Keywords: Computed tomography-guided, core-needle biopsy, fine-needle aspiration cytology, intra-thoracic mass
|How to cite this article:|
Pradhan R, Mondal S, Pal S, Sikder M, Biswas B. Computed tomography-guided fine-needle aspiration and concurrent core biopsy in diagnosis of intrathoracic mass: An evaluation of 54 cases in a tertiary care hospital. Clin Cancer Investig J 2018;7:176-9
|How to cite this URL:|
Pradhan R, Mondal S, Pal S, Sikder M, Biswas B. Computed tomography-guided fine-needle aspiration and concurrent core biopsy in diagnosis of intrathoracic mass: An evaluation of 54 cases in a tertiary care hospital. Clin Cancer Investig J [serial online] 2018 [cited 2019 Mar 22];7:176-9. Available from: http://www.ccij-online.org/text.asp?2018/7/5/176/249815
| Introduction|| |
Lung cancer is the leading cause of cancer-related mortality. Primary as well as metastatic lung malignancies are frequently found in Indian population. Transthoracic fine-needle aspiration cytology (FNAC) is a simple, cost-effective diagnostic technique for evaluation of intrathoracic lesion. However, limitation of FNAC is small sampling, lack of architectural pattern. Core needle biopsy (CNB) is an invasive procedure of obtaining tissue sample with advantage of preserving tissue architecture for histological evaluation as well as immunohistochemistry (IHC)., CT-guided CNB is a reliable alternative of FNAC in the evaluation of thoracic lesions, especially in the diagnosis of anterior mediastinal lesions, benign lung lesions, and metastatic lung carcinomas where FNAC is less accurate to determine the exact nature of the malignancy. However, controversies exist regarding the value and limitations of core biopsy because of the complications of the invasive procedure., Here, we used transthoracic FNAC and concurrent CT-guided core biopsy in thoracic masses to evaluate the value and limitations of both the procedures as diagnostic tool.

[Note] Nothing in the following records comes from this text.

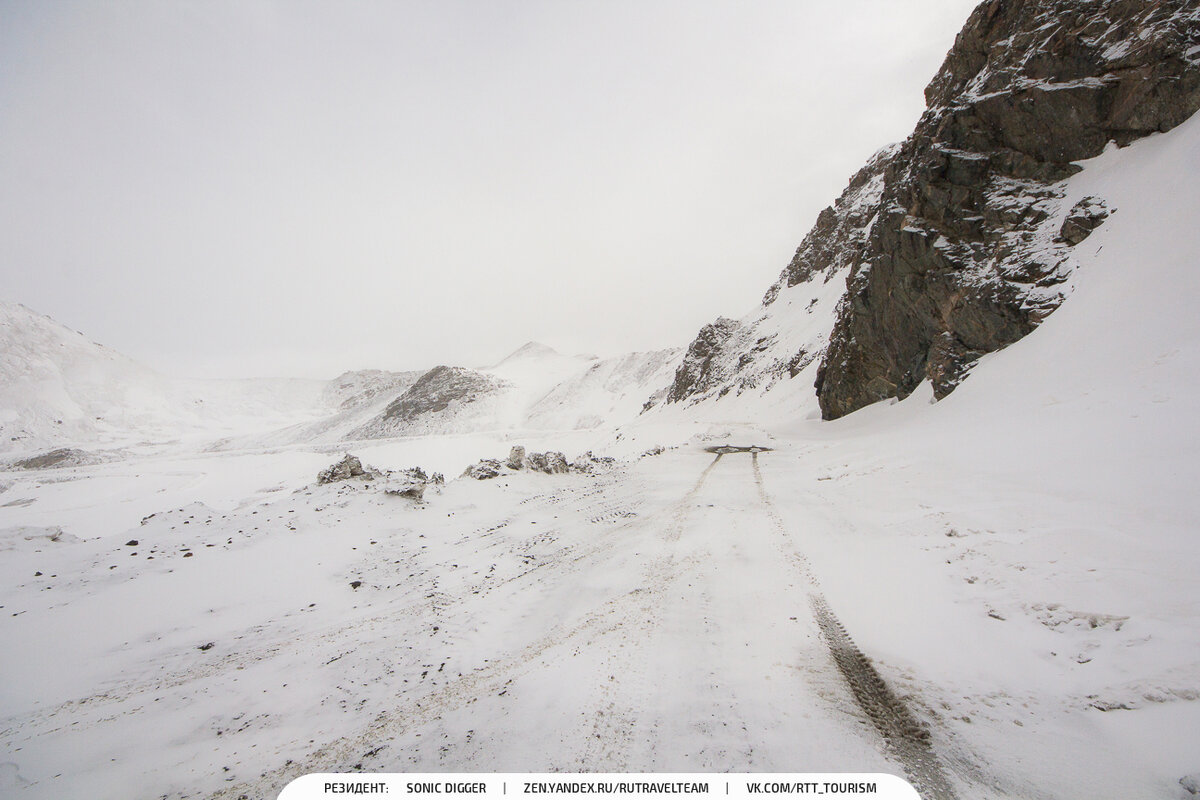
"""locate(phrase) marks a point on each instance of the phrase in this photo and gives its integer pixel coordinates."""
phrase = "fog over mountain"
(922, 506)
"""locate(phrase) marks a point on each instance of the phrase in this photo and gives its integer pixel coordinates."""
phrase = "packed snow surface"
(1019, 563)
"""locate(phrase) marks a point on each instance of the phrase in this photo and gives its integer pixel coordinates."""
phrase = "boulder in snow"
(343, 470)
(516, 457)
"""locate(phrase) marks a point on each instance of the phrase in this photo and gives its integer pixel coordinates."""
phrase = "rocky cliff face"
(954, 244)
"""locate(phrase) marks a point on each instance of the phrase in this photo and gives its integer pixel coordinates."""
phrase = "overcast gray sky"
(291, 187)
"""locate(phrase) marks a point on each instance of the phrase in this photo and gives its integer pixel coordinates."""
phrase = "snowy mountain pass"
(642, 619)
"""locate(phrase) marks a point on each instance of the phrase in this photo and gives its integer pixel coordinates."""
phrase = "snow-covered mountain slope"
(534, 389)
(58, 388)
(958, 242)
(611, 391)
(1017, 561)
(363, 386)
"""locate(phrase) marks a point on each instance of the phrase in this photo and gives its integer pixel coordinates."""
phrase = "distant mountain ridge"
(58, 389)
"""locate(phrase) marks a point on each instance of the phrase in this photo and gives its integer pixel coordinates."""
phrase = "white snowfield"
(1018, 564)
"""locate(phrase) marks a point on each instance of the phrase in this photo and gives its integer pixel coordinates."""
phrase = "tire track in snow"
(905, 738)
(613, 727)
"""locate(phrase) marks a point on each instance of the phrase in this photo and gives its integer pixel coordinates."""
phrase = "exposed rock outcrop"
(437, 389)
(955, 242)
(346, 469)
(550, 462)
(485, 469)
(432, 403)
(955, 265)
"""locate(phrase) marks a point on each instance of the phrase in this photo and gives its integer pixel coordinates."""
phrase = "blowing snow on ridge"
(929, 510)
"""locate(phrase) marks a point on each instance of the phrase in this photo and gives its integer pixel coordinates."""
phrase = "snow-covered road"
(675, 613)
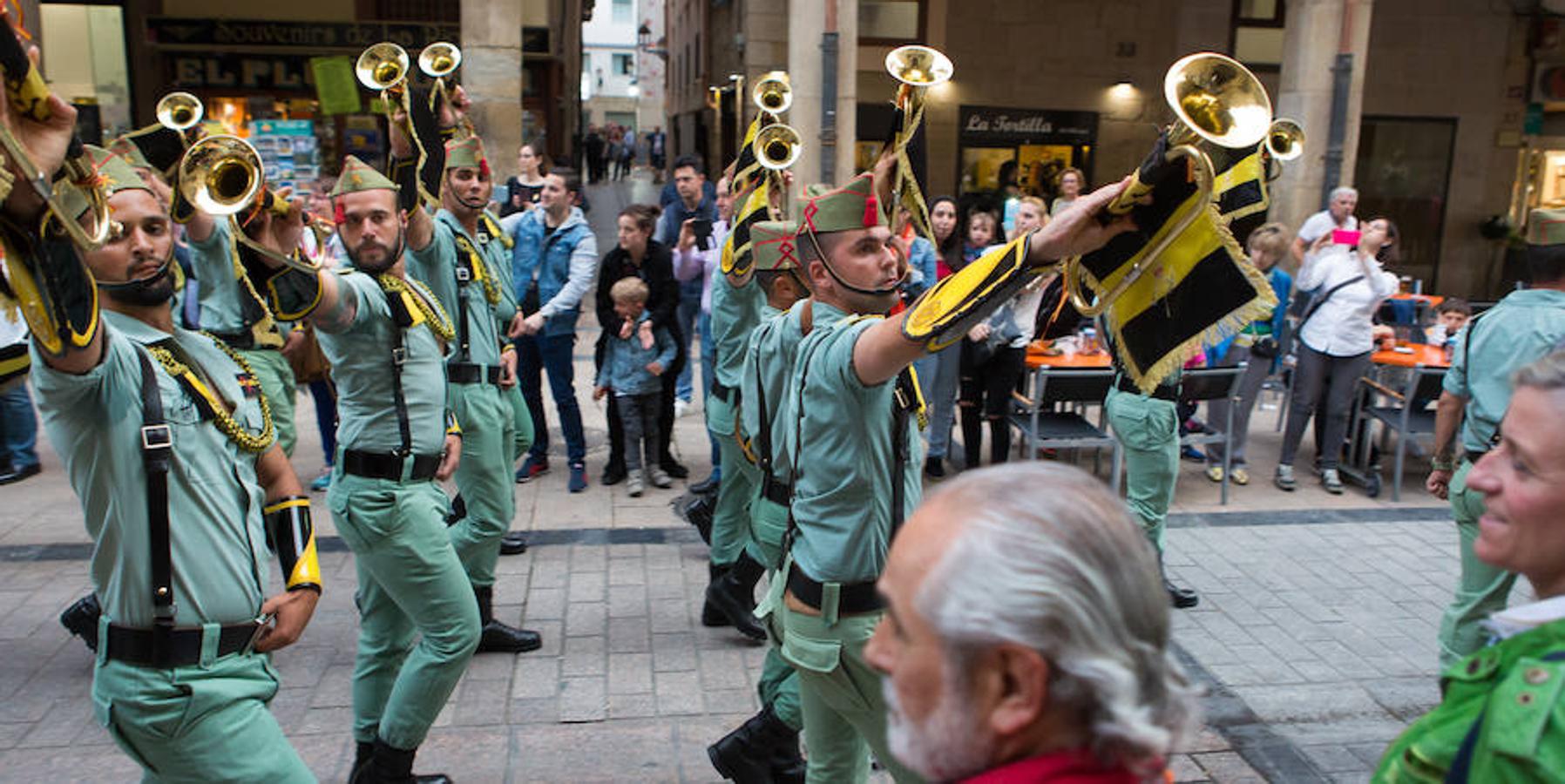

| Materials and Methods|| |
The present study was a retrospective analysis of 54 cases of thoracic mass during the study period of 3 years (July 2013 to June 2016) in our institute. Ethical clearance was obtained from Institutional Ethics Committee. Written consent was taken from each patient/patient's relative for invasive procedure. Thoracic CT-guided FNAC was performed by 20–22 G needle (Chiba). Average two passes were done and aspirated material is used for preparation of smears. The air-dried smears were stained with Leishman-Giemsa stain and wet-fixed smears were stained by papanicolaou stain.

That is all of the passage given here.